Grab, the Singapore-based superapp company, recently disclosed its decision to develop an in-house artificial intelligence (AI) model for internal use. This specialized, lightweight vision large language model (LLM) is designed to efficiently scan documents and extract vital information. The company emphasized that this move was necessitated by the significant shortcomings of both proprietary and open-source AI models in understanding Southeast Asian languages. This revelation brings to light persistent concerns regarding the accessibility and reliability of advanced AI models from tech giants like Google, OpenAI, and Anthropic.
The Lingering Challenge of AI in Non-English Languages
In a detailed blog post outlining the architecture and training of their custom vision model, Grab shared the challenges encountered when attempting to leverage external AI solutions. They noted that “While powerful proprietary Large Language Models (LLMs) were an option, they often fell short in understanding SEA languages, produced errors, hallucinations, and had high latency. On the other hand, open-sourced Vision LLMs were more efficient but not accurate enough for production.”

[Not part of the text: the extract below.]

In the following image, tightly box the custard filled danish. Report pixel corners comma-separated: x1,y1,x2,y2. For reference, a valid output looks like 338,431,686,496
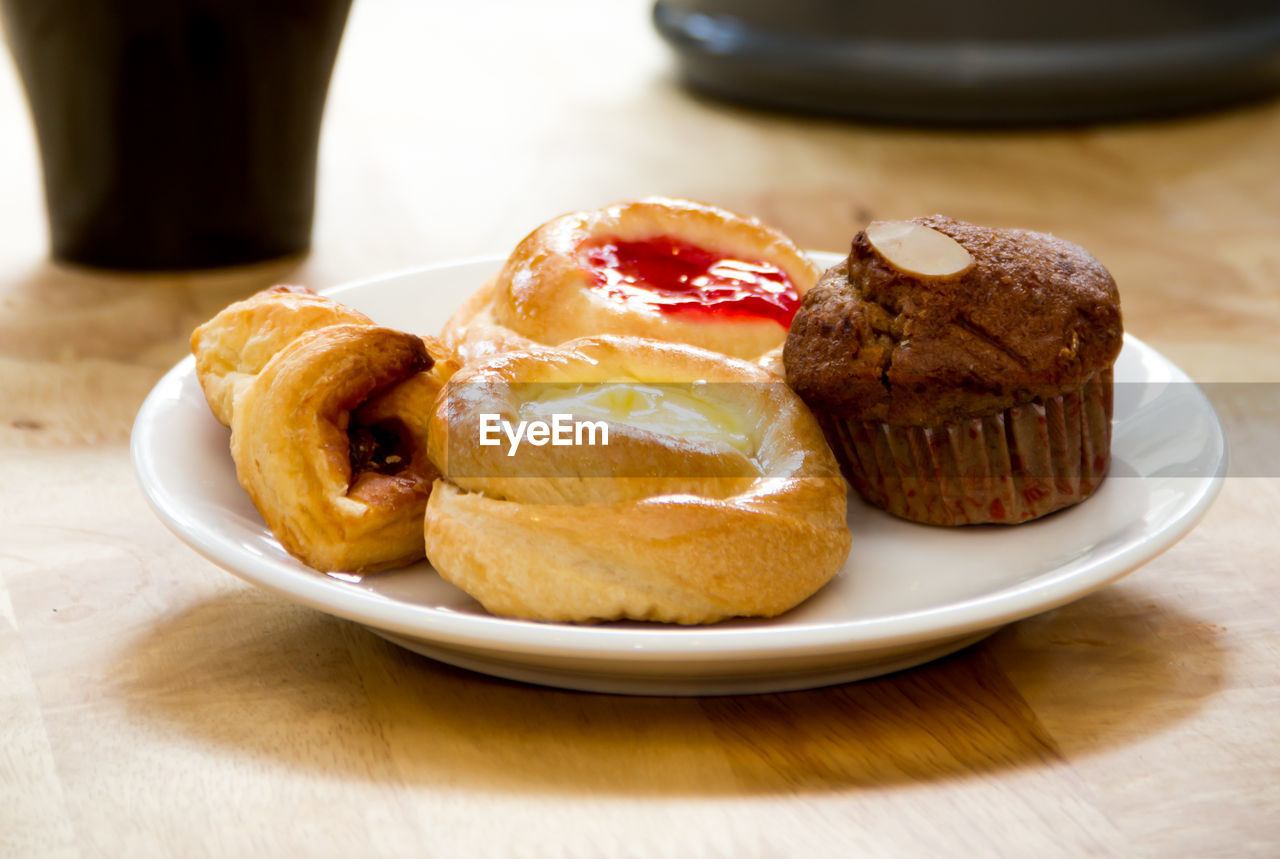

The difficulty AI models face with non-English languages is a long-standing issue that researchers have consistently highlighted, and AI developers have been striving to address. Despite achieving basic proficiency in widely spoken foreign languages such as Hindi, Japanese, Spanish, and Chinese, these models frequently struggle to grasp the subtle nuances of their lexicons. This limitation makes them suitable for general conversations but severely restricts their applicability for specialized enterprise or research-based requirements.
For instance, a recent academic paper revealed that even AI models developed by Chinese firms perform poorly when processing Chinese minority languages, a problem that mirrors the struggles observed in Western models. This issue persists across both proprietary offerings from Google, OpenAI, Meta, and Anthropic, as well as various open-source alternatives.
The primary reason for this struggle is the scarcity of readily available and sufficiently large datasets to train the model on these languages. This critical data gap has prompted major AI companies to collaborate with institutions in countries like India to gather more Indic language datasets. Google, for example, partnered with IIT Bombay in July to develop Indic language AI speech models. Similarly, Meta is reportedly investing in contractors, paying $55 an hour, to train its models in Hindi. OpenAI has also announced a $500,000 research collaboration with IIT Madras, aiming to enhance its models’ understanding of diverse languages.
While the collection of such extensive datasets is a costly endeavor, it is achievable for prominent Asian and other major languages. However, minority languages, particularly those not officially scheduled in countries like India, will likely continue to pose a significant challenge for these models to master. Without adequate linguistic competence in these diverse languages, the accessibility and practical functionality of AI will remain fundamentally limited for a large segment of the global population.